The overarching theme of this piece is that somehow citizens with universal and affordable access to care are paying a steeper price than those of us with an unreliable and expensive healthcare infrastructure. She gives examples of people with access to universal, affordable healthcare are now caught in a backlog due to the pandemic. That is awful. But, the idea that America is somehow immune to the disruptions necessitated by COVID-19 is so ludicrous that I don’t think it needs dignified with a reference. If the planet you are living on has not allowed in enough oxygen to allow you to not see what utter nonsense this is, then you stopped reading this a long time ago!

This wouldn’t be a Sally Pipes piece without a partisan attack, and she does not disappoint, attacking Joe Biden and Democrats for working towards universal healthcare. She closes with this precious line, “The pandemic has revealed the rotten core of single-payer.” I have been saying for some time now that avarice and amorality are the rotten core of American Healthcare, and the pandemic has, as possibly it’s only upside, exposed the truism that American healthcare is a mess.

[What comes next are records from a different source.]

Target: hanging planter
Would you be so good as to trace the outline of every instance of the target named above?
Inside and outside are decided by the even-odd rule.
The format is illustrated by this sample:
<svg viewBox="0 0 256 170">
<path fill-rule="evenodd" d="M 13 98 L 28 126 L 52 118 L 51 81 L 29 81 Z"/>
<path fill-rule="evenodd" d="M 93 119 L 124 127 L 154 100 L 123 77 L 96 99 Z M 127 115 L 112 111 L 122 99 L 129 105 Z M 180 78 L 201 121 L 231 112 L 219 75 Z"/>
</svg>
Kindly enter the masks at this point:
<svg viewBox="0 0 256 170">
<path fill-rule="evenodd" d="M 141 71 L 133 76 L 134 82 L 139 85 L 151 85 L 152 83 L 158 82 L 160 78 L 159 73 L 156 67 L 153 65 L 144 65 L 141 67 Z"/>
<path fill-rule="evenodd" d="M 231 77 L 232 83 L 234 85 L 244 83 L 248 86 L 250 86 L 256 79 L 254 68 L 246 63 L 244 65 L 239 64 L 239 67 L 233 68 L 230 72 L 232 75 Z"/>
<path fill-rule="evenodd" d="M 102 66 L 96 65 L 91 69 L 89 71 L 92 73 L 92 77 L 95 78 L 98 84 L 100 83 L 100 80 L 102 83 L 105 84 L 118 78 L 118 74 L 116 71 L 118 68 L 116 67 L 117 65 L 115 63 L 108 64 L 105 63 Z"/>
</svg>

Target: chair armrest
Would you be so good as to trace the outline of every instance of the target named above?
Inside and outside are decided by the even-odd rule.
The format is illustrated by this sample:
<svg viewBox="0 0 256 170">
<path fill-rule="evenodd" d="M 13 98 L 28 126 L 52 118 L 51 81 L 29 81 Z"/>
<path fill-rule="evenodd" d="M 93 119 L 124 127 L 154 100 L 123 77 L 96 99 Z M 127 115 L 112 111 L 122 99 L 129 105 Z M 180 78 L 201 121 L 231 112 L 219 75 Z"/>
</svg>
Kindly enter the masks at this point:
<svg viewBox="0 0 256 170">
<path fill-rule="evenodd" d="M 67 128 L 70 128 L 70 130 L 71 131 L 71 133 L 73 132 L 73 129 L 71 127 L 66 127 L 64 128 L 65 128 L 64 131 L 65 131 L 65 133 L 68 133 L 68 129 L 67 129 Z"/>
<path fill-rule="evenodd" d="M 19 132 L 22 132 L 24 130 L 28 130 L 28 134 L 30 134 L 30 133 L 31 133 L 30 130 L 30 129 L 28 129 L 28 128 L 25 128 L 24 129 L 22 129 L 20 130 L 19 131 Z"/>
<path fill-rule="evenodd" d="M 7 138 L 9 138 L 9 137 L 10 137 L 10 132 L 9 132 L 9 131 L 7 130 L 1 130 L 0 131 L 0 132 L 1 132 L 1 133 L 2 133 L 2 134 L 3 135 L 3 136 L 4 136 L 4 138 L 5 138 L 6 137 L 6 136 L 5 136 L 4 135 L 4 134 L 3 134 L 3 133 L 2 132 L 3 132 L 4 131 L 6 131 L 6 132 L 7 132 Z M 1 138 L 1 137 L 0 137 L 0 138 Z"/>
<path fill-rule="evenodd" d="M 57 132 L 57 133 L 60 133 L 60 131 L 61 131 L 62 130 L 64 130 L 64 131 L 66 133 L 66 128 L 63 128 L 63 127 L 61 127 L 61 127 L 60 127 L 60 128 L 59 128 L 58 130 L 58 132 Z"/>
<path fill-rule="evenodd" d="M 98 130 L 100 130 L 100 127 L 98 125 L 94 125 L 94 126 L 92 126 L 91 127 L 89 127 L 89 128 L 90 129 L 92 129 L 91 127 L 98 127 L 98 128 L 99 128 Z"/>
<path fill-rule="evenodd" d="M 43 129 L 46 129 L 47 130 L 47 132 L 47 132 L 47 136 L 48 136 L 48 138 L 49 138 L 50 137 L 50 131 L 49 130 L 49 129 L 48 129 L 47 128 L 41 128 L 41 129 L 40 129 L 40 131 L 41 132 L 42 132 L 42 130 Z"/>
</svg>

Cognitive Science Lessons.

People like Ms. Pipes have spent decades making sure that stories like the ones she has in her articles are pushed front and center in people minds. It is very effective in insuring predisposition to opposing healthcare reform for the following reasons:

  1. Recency Effect and Availability Bias. Placing narratives, especially emotionally charged ones, as Pipes’ does expertly, is a powerful tool. It activates our mind in several ways. Because we hear stories like these repeated by conservatives over and over again (mostly the same set of stories), they are both recent  and available,  and thus come to mind when we are asked to think about universal healthcare. When there is a discussion of the topic, these types of anecdotes come to mind and reinforce opposition, if that is our predisposition, to change. The obvious counter to this is to make the “American Horror Stories” that physicians, nurses and really anyone who has had an interaction with the healthcare system, know so well, and tell those thousands and millions of stories! Even for someone who has run the gauntlet and gotten the crowning jewels of medicine, like a transplant or interventional procedures or survived sepsis in the ICU, it is rare to not have numerous tales of the hassles of prior authorization and “explanation of benefits” forms and bills and checks and everything that makes the business of medicine such a horror show.
  2. Loss or Risk or Dread Aversion. Knowing or hearing stories of dreadful outcomes creates powerful aversion in us. If we hear stories of people not receiving care and dying, that arouses significant emotions and colors our assessment of a problem. Thus, when stories are recent, available to our minds readily and scary, they are impactful. And as with the former effects, those who know the benefits of universal healthcare that we see around the world, and the horror show we see here in America, this should be our wheelhouse. We have the stories of the heartlessness and cruel rationing of care in front of us every day. We need to collect them and use them. Recency, availability and dread aversion need to become the friends of advocates for universal healthcare.
  3. I was going to add a third point here about the pro-business, pro-corporate brainwashing that has occurred in the US over the past half century or so, but rather, I’ll just ask you to read Anand Giridharadas’ Winners Take All,  or at least get a taste of it here in this Guardian review. And for those who think private corporations always handle things better than government or other public agencies, I’ll just ask you to recall the last time you called your a) cable company b) health insurance company or c) well, almost any large corporation.